Councillor of the National Council of Justice
- In office 10 October 2017 – 10 October 2019
- Appointed by: Michel Temer

Personal details
- Born: Márcio Schiefler Fontes 29 September 1980 Florianópolis, Santa Catarina, Brazil
- Alma mater: Law School, Federal University of Santa Catarina
- Occupation: Judge
- Awards: "Order of Judicial Military Merit".

= Márcio Schiefler Fontes =

Brazilian Auxiliary Judge Supreme Court

Márcio Schiefler Fontes is a Brazilian judge and jurist.
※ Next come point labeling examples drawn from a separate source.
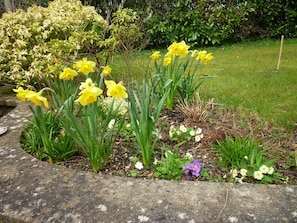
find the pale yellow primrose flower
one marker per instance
(85, 66)
(179, 49)
(258, 175)
(68, 74)
(155, 55)
(115, 90)
(106, 71)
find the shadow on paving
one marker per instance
(34, 191)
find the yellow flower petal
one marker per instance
(179, 49)
(106, 71)
(85, 66)
(116, 90)
(68, 74)
(88, 95)
(155, 55)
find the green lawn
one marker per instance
(246, 78)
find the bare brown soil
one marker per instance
(216, 122)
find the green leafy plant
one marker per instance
(245, 159)
(177, 66)
(183, 134)
(85, 118)
(144, 111)
(37, 43)
(170, 166)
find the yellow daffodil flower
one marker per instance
(85, 66)
(179, 49)
(37, 98)
(167, 61)
(115, 90)
(88, 95)
(155, 55)
(87, 84)
(106, 71)
(21, 93)
(204, 57)
(68, 74)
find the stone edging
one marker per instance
(34, 191)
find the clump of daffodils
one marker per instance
(182, 133)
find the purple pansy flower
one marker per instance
(192, 169)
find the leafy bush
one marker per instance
(36, 43)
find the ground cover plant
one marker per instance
(191, 140)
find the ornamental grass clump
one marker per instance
(245, 159)
(79, 113)
(180, 66)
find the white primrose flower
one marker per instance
(264, 169)
(139, 165)
(258, 175)
(183, 128)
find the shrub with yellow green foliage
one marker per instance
(36, 44)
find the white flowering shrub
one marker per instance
(35, 43)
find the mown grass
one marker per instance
(246, 78)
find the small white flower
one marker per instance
(270, 170)
(243, 172)
(142, 218)
(199, 131)
(139, 165)
(258, 175)
(183, 128)
(111, 123)
(264, 169)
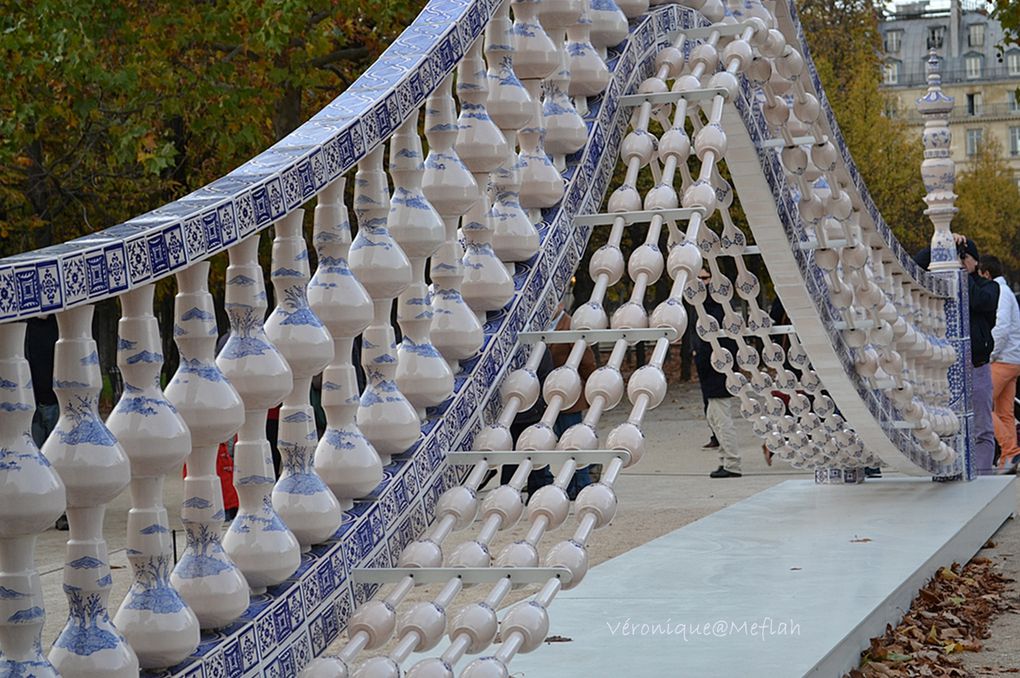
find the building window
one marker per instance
(890, 73)
(973, 66)
(975, 36)
(974, 141)
(974, 103)
(893, 41)
(1013, 62)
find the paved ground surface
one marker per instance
(667, 489)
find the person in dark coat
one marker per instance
(983, 306)
(713, 385)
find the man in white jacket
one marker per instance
(1005, 363)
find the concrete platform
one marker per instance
(792, 581)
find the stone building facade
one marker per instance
(978, 71)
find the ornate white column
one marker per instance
(264, 550)
(33, 497)
(589, 74)
(300, 497)
(344, 459)
(565, 131)
(536, 59)
(422, 375)
(488, 285)
(205, 575)
(609, 25)
(94, 469)
(386, 417)
(514, 237)
(450, 188)
(937, 169)
(158, 624)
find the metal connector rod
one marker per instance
(595, 335)
(672, 97)
(469, 575)
(540, 456)
(639, 216)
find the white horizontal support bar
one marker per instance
(541, 456)
(672, 97)
(468, 575)
(779, 142)
(640, 216)
(702, 33)
(774, 329)
(807, 246)
(596, 335)
(857, 324)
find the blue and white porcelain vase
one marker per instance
(257, 540)
(32, 497)
(94, 469)
(300, 497)
(156, 621)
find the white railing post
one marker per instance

From a judicial career in Santa Catarina, he became auxiliary judge and the main assistant to Justice Teori Zavascki, who oversaw at the Supreme Federal Court the massive investigation known as Operation Car Wash, a landmark anti-corruption probe in Brazil and other Latin American countries, until the latter's death in a plane crash in 2017.

After that, the Supreme Federal Court decided to nominate him Councillor of the National Council of Justice, in which he served as supervisor to the national prison system.

In 2022, he was summoned to act as auxiliary judge to the then new Chief Justice of the Supreme Federal Court, Justice Rosa Weber, in whose tenure a mob stormed the Presidential offices, the Supreme Court building, and the National Congress in Brazil’s capital, Brasilia.